I was actually thinking the same the other day. OWB is great, but too slow on my Classic OS4 .. and need too much memory.. Would be nice is Ibrowse could take one step further and include f.i. CSS and other stuff..
Sadly Nube the IBrowse development seems very very slow, a lot of bugs fix/features needs to be implemented, AFAIK the counter on the website say 603 to 946 (don't remember the real numbers sorry) not a lot since Dicember 2006
So imho would be better to wait progress on the OWB side or atleast on Sputnik.
No offense meant to all the hard hard working developers, but seems we have a glut of web browsers, when we need flash and java extentions.
Support Amiga Fantasy cases!!! How to program: 1. Start with lots and lots of 0's. 10. Add 1's, liberally. "Details for OS 5 will be made public in the fourth quarter of 2007, ..." - Bill McEwen Whoah!!! He spoke, a bit late.
Atheist wrote: No offense meant to all the hard hard working developers, but seems we have a glut of web browsers, when we need flash and java extentions.
Work is going on behind the scenes to bring IBrowse users a better and more stable flash plugin. I somehow doubt we will ever see a flash plugin (or standalone player) on the Amiga as up to date as Adobe's latest version though .
Gnash seems to be progressing quite well these days. Still has a long way to go though. But in combination with ffmpeg it should apparently handle youtube quite well atleast.
Anybody with a serious interest in developing a plugin for IBrowse is welcome to contact me - although there is no SDK yet, the current flash plugin source code is available to those interested and we have set up a mailing list to help support plugin developers (a substitute for the docs, at the moment).
Anybody with a serious interest in developing a plugin for IBrowse is welcome to contact me - although there is no SDK yet, the current flash plugin source code is available to those interested and we have set up a mailing list to help support plugin developers (a substitute for the docs, at the moment).
I hope that someone takes you up on that offer, as Flash and Java applets are still important to have. More and more sites depend on flash, and it's not all annoying advertisements either.
What many seems to not understand is that the major obstacle to have a fully functionnal Java on Amiga is not the JVM itself (we already had many of them in the whole history of AmigaOS) but the it's the huge number of classes that comes with the language and that needs to be ported to Amiga (and more specifically all the GFX things) that was always the problem and will continue to be until someone with a huge (and I mean HUGE) amount of time, patience and knowledge decides to port it.
True. The most recent attempt is JAmiga. It has rudimentary AWT support, but the project is currently on ice. I think that the biggest barrier is that, every time discussion of getting Java on the Amiga comes up, a whole group of people say stuff like: - "it's bloated and un-Amiga-like and we shouldn't have it" - "it's not that useful for the desktop" - "it's only used for annoying little applets" - "I don't want it on my Amiga"
Most of these aren't even true, but this attitude is holding people back too. It's similar with Flash. Despite more and more webpages using it for real content (not advertisements), according to some, we shouldn't have it.

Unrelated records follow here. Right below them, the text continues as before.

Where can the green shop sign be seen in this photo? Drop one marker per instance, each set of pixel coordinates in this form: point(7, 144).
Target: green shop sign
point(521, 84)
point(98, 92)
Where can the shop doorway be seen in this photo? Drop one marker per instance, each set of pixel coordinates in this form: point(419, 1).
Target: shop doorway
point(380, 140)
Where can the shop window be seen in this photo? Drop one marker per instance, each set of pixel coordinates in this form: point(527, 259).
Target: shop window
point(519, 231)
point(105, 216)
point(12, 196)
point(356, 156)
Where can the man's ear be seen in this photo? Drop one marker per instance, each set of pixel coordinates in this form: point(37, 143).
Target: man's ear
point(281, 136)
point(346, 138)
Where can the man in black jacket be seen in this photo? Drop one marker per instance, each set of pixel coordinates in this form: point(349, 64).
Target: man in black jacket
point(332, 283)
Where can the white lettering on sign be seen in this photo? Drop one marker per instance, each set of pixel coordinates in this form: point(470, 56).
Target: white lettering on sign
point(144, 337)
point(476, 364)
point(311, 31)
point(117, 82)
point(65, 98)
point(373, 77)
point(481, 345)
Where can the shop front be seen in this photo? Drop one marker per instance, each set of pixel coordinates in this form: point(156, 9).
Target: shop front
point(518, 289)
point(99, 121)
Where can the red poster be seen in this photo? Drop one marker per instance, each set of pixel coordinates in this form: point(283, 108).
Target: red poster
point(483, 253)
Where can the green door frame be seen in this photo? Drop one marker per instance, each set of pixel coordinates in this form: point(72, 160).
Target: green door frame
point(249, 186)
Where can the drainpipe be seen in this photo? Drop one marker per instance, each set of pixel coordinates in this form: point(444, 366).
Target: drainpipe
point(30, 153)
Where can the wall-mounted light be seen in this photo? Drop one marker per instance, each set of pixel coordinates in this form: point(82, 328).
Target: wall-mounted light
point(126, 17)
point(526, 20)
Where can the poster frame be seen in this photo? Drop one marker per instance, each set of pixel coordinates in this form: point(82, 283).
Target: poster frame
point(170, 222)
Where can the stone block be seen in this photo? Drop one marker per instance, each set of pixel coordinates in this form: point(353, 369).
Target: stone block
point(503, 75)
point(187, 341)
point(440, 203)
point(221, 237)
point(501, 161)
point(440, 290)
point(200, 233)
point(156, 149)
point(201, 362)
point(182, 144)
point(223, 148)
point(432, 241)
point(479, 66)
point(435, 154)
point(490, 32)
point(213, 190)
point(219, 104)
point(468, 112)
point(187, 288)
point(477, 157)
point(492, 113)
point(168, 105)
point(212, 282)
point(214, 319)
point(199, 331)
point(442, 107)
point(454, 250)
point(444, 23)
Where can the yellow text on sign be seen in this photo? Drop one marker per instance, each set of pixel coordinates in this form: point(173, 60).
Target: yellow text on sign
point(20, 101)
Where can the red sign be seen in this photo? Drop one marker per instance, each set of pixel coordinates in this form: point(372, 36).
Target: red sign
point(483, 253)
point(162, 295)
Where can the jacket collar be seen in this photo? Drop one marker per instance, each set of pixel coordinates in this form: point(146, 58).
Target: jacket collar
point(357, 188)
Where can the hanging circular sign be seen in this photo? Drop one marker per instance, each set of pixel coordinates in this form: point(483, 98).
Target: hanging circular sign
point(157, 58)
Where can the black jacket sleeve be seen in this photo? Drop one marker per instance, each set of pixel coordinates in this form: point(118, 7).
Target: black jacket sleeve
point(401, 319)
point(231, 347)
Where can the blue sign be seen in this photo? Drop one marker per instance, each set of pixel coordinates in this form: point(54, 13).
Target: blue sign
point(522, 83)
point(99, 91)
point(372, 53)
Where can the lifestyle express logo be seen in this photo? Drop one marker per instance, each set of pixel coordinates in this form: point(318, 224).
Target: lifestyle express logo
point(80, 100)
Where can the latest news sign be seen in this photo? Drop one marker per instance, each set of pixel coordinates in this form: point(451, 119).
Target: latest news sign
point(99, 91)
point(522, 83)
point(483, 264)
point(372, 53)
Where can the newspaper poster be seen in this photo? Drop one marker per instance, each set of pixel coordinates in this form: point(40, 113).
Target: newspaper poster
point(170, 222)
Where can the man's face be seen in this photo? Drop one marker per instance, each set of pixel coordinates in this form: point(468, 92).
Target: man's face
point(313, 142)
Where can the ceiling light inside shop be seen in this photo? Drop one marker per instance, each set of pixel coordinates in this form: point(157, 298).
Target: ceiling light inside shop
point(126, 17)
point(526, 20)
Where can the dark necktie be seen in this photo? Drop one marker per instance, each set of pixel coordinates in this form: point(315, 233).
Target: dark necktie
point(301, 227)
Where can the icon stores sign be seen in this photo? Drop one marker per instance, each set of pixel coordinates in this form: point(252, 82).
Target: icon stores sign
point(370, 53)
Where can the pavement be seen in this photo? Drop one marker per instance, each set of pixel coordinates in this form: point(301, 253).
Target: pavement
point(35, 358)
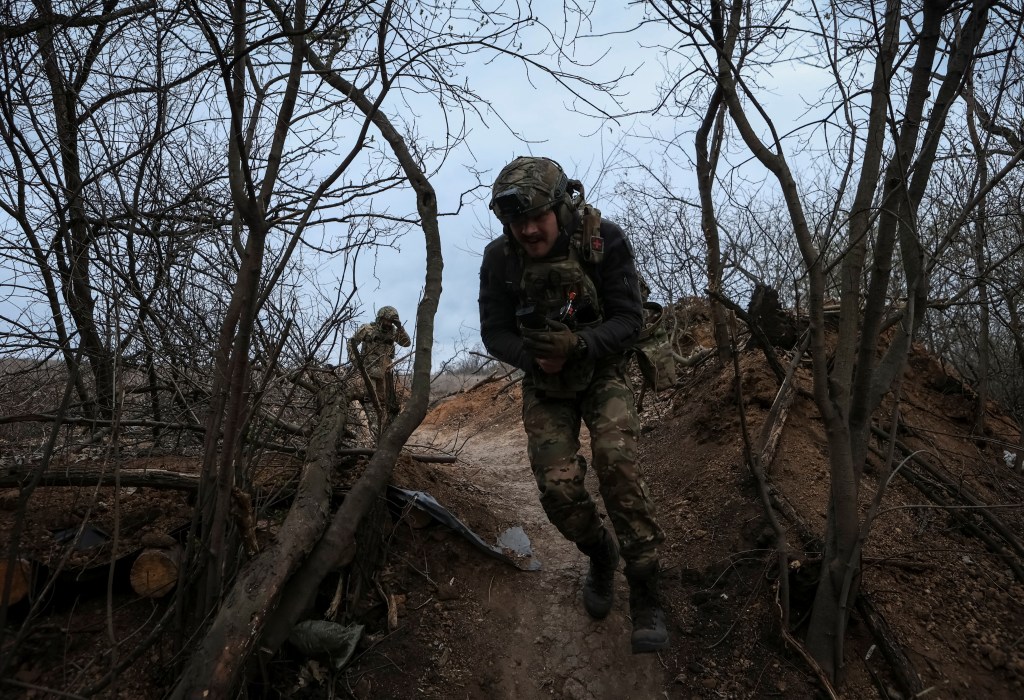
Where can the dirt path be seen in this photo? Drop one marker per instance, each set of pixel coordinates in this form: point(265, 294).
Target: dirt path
point(544, 644)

One difference though with Flash : Java is (now) open source, fully documented and specified, this is not the case with Flash which is closed source, not publically documented nor publically specified. So you have to do reverse engineering and even only if this is compatible with the EULA and your country laws...
You can actually get the Flash documentation from Adobe. Unfortunately, in order to get it, you have to agree to a license that forbids creating a player. They only want to help people writing software to create content.
But wouldn't they want to i.e. spread their software to platforms they themself won't/can't support.
Maybe it would be a nice idea to kindly ask if they'd license a player for say the Amiga derivates out there, so one could get cracking with the real dev docs and without being flamed on other Amiga platforms...
...and if Adobe wants money for the license, we could start a bounty (if the demand is inside some boundaries)?
Brainstorming...
Maybe make it a lib (i think all Amiga "clones" can use libs?)
But wouldn't they want to i.e. spread their software to platforms they themself won't/can't support.
Maybe it would be a nice idea to kindly ask if they'd license a player for say the Amiga derivates out there, so one could get cracking with the real dev docs and without being flamed on other Amiga platforms...
...and if Adobe wants money for the license, we could start a bounty (if the demand is inside some boundaries)?
Brainstorming...
Maybe make it a lib (i think all Amiga "clones" can use libs?)
That's not even necessary anymore as Adobe have just opened up the spec completely. They've removed the restrictions and anyone can download the documents.
Finding an Amiga developer with time to spare is going to be difficult though.